De todos los misioneros oblatos que llevaron la Buena Nueva a los amerindios de la Colombia Británica, parece que ninguno ha dejado en ellos una huella tan profunda ni les ha sido tan respetado como el P. Juan María Lejacq. Todavía hoy, después de dos o tres geraciones, los descendientes de la tribu de los “porteurs” (portadores), de los “babines” (morros) o de los “sekanis” están totalmente convencidos de que ese hombre era un auténtico santo.

De origen bretón, nacido en Finisterre en 1837, entra en los Oblatos, en Nuestra Señora de l’Osier, en 1860, es ordenado sacerdote en Marsella en 1862, y fue enviado a Canadá al año siguiente. Además del francés y del inglés, hablaba cinco o seis dialectos amerindios. Su abnegación no conoce límites. Para visitar a los amerindios recorría kilómetros y kilómetros, cargando sobre sus espaldas mantas, altar portátil, comida y otras muchas cosas. Se le dio el título de “Príncipe de los misioneros amerindios”.

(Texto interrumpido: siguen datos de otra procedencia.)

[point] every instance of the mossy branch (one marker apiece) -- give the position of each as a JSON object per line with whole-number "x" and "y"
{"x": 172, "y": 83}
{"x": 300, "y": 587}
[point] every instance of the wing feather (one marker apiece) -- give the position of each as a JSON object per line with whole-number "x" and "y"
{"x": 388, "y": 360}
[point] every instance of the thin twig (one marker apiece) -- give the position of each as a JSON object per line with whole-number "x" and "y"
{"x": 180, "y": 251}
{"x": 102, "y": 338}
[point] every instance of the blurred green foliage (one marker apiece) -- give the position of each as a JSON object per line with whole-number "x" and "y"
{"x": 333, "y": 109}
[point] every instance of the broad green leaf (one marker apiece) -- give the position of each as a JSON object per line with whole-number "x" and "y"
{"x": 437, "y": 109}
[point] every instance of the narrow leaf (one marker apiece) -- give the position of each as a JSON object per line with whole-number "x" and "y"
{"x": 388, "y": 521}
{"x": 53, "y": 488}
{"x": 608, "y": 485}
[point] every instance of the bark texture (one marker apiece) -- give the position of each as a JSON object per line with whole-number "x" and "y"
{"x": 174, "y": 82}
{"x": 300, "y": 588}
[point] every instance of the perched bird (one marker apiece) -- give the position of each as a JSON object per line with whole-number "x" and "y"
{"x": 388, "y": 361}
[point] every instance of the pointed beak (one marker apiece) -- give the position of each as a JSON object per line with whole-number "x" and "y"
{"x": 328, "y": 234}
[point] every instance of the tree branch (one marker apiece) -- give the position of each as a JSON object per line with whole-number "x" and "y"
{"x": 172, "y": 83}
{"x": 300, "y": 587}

El P. Lejacq fue para los amerindios de la Colombia Británica lo que había sido San Patricio para los irlandeses de Irlanda. Bautizó a centenares y la fe que les comunicaba quedaba profundamente arraigada. “Han sido vacunados católicos”, afirmaba con despecho un ministro protestante, hablando de los amerindios del P. Lejacq. Si preguntáis a los amerindios de Kamloops o del lago Stuart: “¿Quién ha sido vuestro mejor misionero? ¿Quién fue el que más bien os ha hecho?”, responderán sin titubeos: “El P. Lejacq”.

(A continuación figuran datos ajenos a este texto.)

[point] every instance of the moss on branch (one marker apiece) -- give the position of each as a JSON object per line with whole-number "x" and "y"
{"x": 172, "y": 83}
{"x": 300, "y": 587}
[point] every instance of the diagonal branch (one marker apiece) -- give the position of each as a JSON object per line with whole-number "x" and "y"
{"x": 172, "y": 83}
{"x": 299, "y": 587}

Las historias que cuentan de él casi suenan a leyenda. La anécdota que más cuentan es la del oso que acompañaba al padre por un sendero. Hela aquí. Un día el buen padre y cuatro amerindios se pusieron en marcha para una gira de 240 kilómetros en dirección al lago Ootsa.

Los amerindios encabezan la marcha mientras el P. Lejacq se queda un poco atrás totalmente absorto en la lectura de su breviario. De repente, el cabeza de fila ve un gran oso de las Montañas Rocosas que se dirige hacia ellos. Los cuatro sekanis huyen a toda prisa mientras que el túnica negra sigue caminando, ajeno al peligro. El oso se sigue acercando. Cuando los dos se dan de bruces, el padre sin inmutarse levanta los ojos de su breviario y se lo acerca al hocico, como para invitarle a olerlo. El plantígrado resopla ruidosamente, da la espalda al misionero y se pone a caminar delante de él, como para indicarle el camino. No lo abandonó hasta que no se acercaron al poblado. Durante todo ese tiempo, los amerindios observaban la escena con curiosidad, siguiéndolos cautelosamente de lejos. Al llegar al campamento, se apresuran a contar, con todo detalle, esta increíble aventura del P. Lejacq y su oso.

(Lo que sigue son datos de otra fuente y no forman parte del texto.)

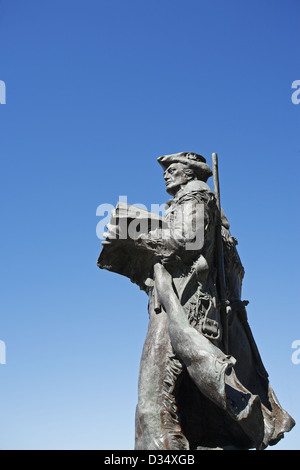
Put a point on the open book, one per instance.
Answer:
(122, 256)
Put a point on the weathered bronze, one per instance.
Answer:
(202, 383)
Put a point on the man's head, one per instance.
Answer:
(177, 175)
(182, 167)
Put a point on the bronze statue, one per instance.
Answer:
(202, 383)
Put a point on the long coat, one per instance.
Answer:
(172, 413)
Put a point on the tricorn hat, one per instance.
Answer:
(192, 160)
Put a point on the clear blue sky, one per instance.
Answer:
(96, 90)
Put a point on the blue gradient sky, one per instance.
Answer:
(96, 91)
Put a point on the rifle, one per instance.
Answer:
(220, 257)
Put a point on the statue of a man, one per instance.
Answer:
(202, 383)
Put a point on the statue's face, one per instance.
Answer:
(175, 177)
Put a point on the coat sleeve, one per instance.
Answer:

Otra vez llamaron al misionero, en plena noche fría, para que fuera a bautizar a una amerindia de Soda Kreek. Esta pobre mujer no había podido recibir antes el bautismo porque vivía en concubinato con un blanco. El padre sale a caballo con un frío de 30 grados bajo cero. A mitad del camino se apea en un campamento para calentarse un poco. Sus piernas están tiesas y cubiertas de sabañones. Los amerindios tratan por todos los medios de convencerle que pase la noche con ellos. No hay nada que hacer. El padre se empeña en llegar esa misma noche hasta la pobre enferma. A su llegada unos hombres le salen al encuentro para decirle: “Llega tarde. Se ha muerto”. En efecto, el padre encuentra a la mujer inconsciente, en estado de muerte aparente. “¡Ágata, amota!” “¡Ágata, levántate!”, le grita. La anciana amerindia abre los ojos y se sienta en la cama. El Oblat o la bautiza y comienza a rezar. De repente, Ágata cae de espaldas: ha muerto.

La entrega del buen padre conquistó todos los corazones. La sonrisa sobre todo era su primer saludo, hasta el punto que un amerindio decía: “Antes que el P. Lejacq dijera buenos días, nos mostraba hasta su último diente”.

Internado en el hospital de New Westminster a causa de un cáncer de intestino, el humilde y valeroso misionero oblato murió el 23 de enero de 1899, con harto pesar tanto de los amerindios como de los blancos de toda la provincia.